About 40 percent of seabirds surveyed around the world had toxic substances derived from plastic waste in their bodies amid concern over marine plastic pollution, according to a recent study by two Japanese universities.
The research conducted by Hokkaido University and Tokyo University of Agriculture and Technology from 2008 to 2016 found that about 43 percent of the seabirds had ingested toxic chemicals such as ultraviolet absorbers.
Harmful substances such as brominated flame retardants and phthalate esters were also detected in most of the birds tested in 12 of the 15 regions surveyed, including Awashima Island in Niigata Prefecture.
The research group examined 150 seabirds covering 37 species in 15 regions including areas in the Bering Sea, the Galapagos Islands, Greenland, Hawaii, and waters near Australia by taking fat samples secreted from glands near the birds’ tails.
“The (maritime plastic) pollution has spread even to polar regions,” Hideshige Takada, a professor at Tokyo University of Agriculture and Technology, said in a recent interview.
“We need to further examine such seabirds as albatrosses in Hawaii, which are highly affected by various toxic chemicals, to see if they have shown any sign of the impact,” he said.

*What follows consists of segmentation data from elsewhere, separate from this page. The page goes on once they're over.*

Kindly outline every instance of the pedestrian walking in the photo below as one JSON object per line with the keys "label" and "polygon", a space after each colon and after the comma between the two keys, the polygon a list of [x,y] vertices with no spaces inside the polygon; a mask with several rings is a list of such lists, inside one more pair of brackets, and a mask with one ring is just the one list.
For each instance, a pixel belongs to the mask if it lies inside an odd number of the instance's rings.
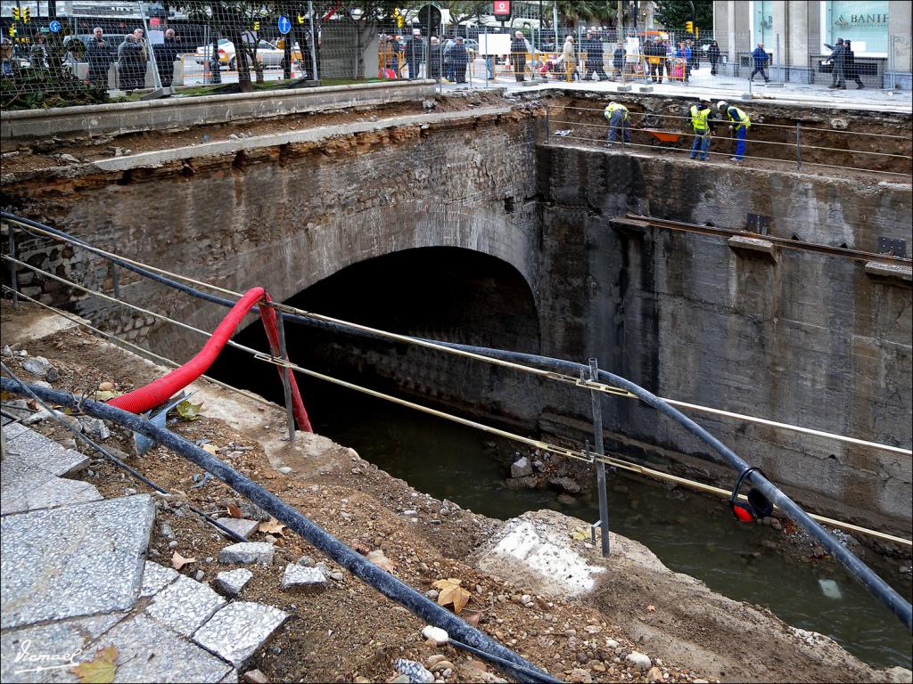
{"label": "pedestrian walking", "polygon": [[526,41],[522,31],[514,34],[510,41],[510,64],[514,67],[514,78],[518,83],[526,80],[526,54],[532,52],[532,47]]}
{"label": "pedestrian walking", "polygon": [[751,119],[738,107],[733,107],[726,100],[719,100],[717,103],[719,109],[729,119],[729,130],[736,135],[736,153],[730,159],[733,161],[741,161],[745,159],[745,140],[748,138],[748,130],[751,128]]}
{"label": "pedestrian walking", "polygon": [[615,78],[618,78],[623,75],[624,70],[624,57],[627,56],[627,50],[624,49],[624,43],[618,43],[615,47],[614,53],[612,55],[612,67],[614,68],[615,72],[614,74]]}
{"label": "pedestrian walking", "polygon": [[593,73],[596,74],[596,80],[608,80],[609,75],[603,67],[603,41],[593,29],[586,32],[586,42],[582,46],[582,49],[586,51],[583,80],[590,80],[590,75]]}
{"label": "pedestrian walking", "polygon": [[564,73],[567,74],[568,80],[580,78],[580,74],[577,71],[577,48],[574,46],[573,36],[568,36],[565,38],[561,55],[564,57]]}
{"label": "pedestrian walking", "polygon": [[710,76],[716,76],[717,65],[719,63],[719,46],[715,40],[707,48],[707,60],[710,63]]}
{"label": "pedestrian walking", "polygon": [[162,87],[169,88],[174,78],[174,62],[181,54],[181,39],[174,34],[173,28],[165,31],[164,42],[152,46],[152,51]]}
{"label": "pedestrian walking", "polygon": [[697,157],[701,161],[707,161],[708,151],[710,149],[710,101],[700,99],[691,105],[691,127],[694,129],[694,142],[691,143],[691,159]]}
{"label": "pedestrian walking", "polygon": [[138,90],[145,85],[146,63],[142,46],[133,34],[127,34],[117,48],[118,87],[121,90]]}
{"label": "pedestrian walking", "polygon": [[405,63],[409,67],[409,80],[418,78],[418,71],[425,61],[425,41],[422,29],[412,29],[412,37],[405,42]]}
{"label": "pedestrian walking", "polygon": [[103,36],[100,26],[92,29],[92,37],[86,46],[86,60],[89,62],[89,82],[108,88],[108,69],[114,61],[114,48]]}
{"label": "pedestrian walking", "polygon": [[609,145],[614,144],[618,139],[619,130],[621,131],[622,141],[630,142],[631,132],[628,130],[628,119],[631,117],[628,113],[628,109],[618,102],[609,102],[603,113],[609,122]]}
{"label": "pedestrian walking", "polygon": [[754,48],[751,53],[751,58],[754,60],[754,71],[751,72],[751,76],[748,78],[750,81],[754,80],[754,75],[760,73],[764,77],[764,83],[770,83],[771,79],[767,76],[767,62],[771,58],[764,51],[764,44],[758,43],[758,47]]}
{"label": "pedestrian walking", "polygon": [[828,88],[846,89],[846,46],[843,38],[837,38],[836,45],[824,43],[831,49],[831,85]]}
{"label": "pedestrian walking", "polygon": [[853,52],[853,44],[850,41],[844,43],[846,51],[844,53],[844,73],[848,80],[856,82],[856,90],[866,88],[866,84],[859,78],[859,67],[855,66],[855,53]]}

The research showed nine species, such as the albatross in Hawaii and on Marion Island near the South Pole, face a serious risk from marine pollution because they also carried other contaminants not related to plastic waste.
Plastics, used in grocery bags, bottles and many other products, do not disintegrate naturally in the environment. The Organization for Economic Cooperation and Development has estimated in a report that the annual inflow of plastic waste to the oceans was 4 million to 12 million tons in 2010, and that it greatly affected the marine ecosystem and environment and damaged the fishing and tourism industries.
There will be more plastic than fish in the oceans by 2050, according to an estimate by the United Nations.
During the Group of Seven summit in June, only Japan and the United States failed to endorse the group’s Ocean Plastics Charter to cut plastic waste.